See our brief on the attorney general’s race responses from the Minnesota Poll for additional details, survey methods, regional definitions, and exact question wording.

RELATED:
“WARDLOW MOVES AHEAD OF ELLISON IN MN ATTORNEY GENERAL RACE” (MPR NEWS)
“DOUG WARDLOW LEADS KEITH ELLISON IN ATTORNEY GENERAL’S RACE” (STAR TRIBUNE)
“SEPTEMBER MINNESOTA POLL RESULTS: ATTORNEY GENERAL” (APM RESEARCH LAB)
“POLL WATCH MINNESOTA 2018 - ATTORNEY GENERAL” (APM RESEARCH LAB)

Jump to: Governor’s race , U.S. Senate , Attorney General , policy preferences , Justice Kavanaugh , Trump’s trade policy , immigration policy , Governor Dayton

Policy Preferences: health care and gas tax

MPR News | Star Tribune Minnesota Poll
William Lager, MPR News
Views of Minnesota voters on health care, allowing public buy-in, and a gas tax increase.

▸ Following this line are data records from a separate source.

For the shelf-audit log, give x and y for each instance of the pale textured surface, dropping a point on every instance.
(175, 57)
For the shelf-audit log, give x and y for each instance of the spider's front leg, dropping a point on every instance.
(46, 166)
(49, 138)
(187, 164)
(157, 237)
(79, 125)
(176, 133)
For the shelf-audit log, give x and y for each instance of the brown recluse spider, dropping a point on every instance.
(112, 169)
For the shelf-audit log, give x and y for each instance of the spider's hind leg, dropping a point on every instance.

READ OUR BRIEF ABOUT MINNESOTANS’ VIEWS AND PREFERENCES IN THE GOVERNOR’S RACE AND A PROPOSED GAS TAX

  • Fifty-two percent of the state’s likely voters think that it is the federal government’s responsibility to make sure all Americans have health care insurance; 40 percent think it is not the federal government’s responsibility, and eight percent are unsure.

    • Most Democrats (84%) think health care is the federal government’s responsibility, while most Republicans (70%) think it is not.

  • A strong majority of likely voters — 70 percent — support letting people buy in to public health insurance programs including Medicare and MinnesotaCare.

    • Support for this idea is widespread, including 82 percent among Democrats, 63 percent among Republicans, and another 63 percent among independents.

    • 11 percent oppose the idea, and 19 percent are undecided.

  • A majority of likely voters indicated that they support raising the state tax on gasoline and other fuels by 10 cents per gallon to fund road and bridge construction and maintenance projects.

    • Overall, 56 percent of likely voters support an increase, and 36 percent are opposed. This split was similar among most groups represented in the survey: the majority of both men and women, younger and older Minnesotans, those from higher and lower income households, and those living in all four regions of the state indicated support for a gas tax increase.

    • Republicans and those planning to vote for Jeff Johnson are the only two groups where the majority is opposed to such a measure.

    • A strong majority of Democrats, independents, and those planning to vote for Tim Walz indicated support for increasing the gas tax.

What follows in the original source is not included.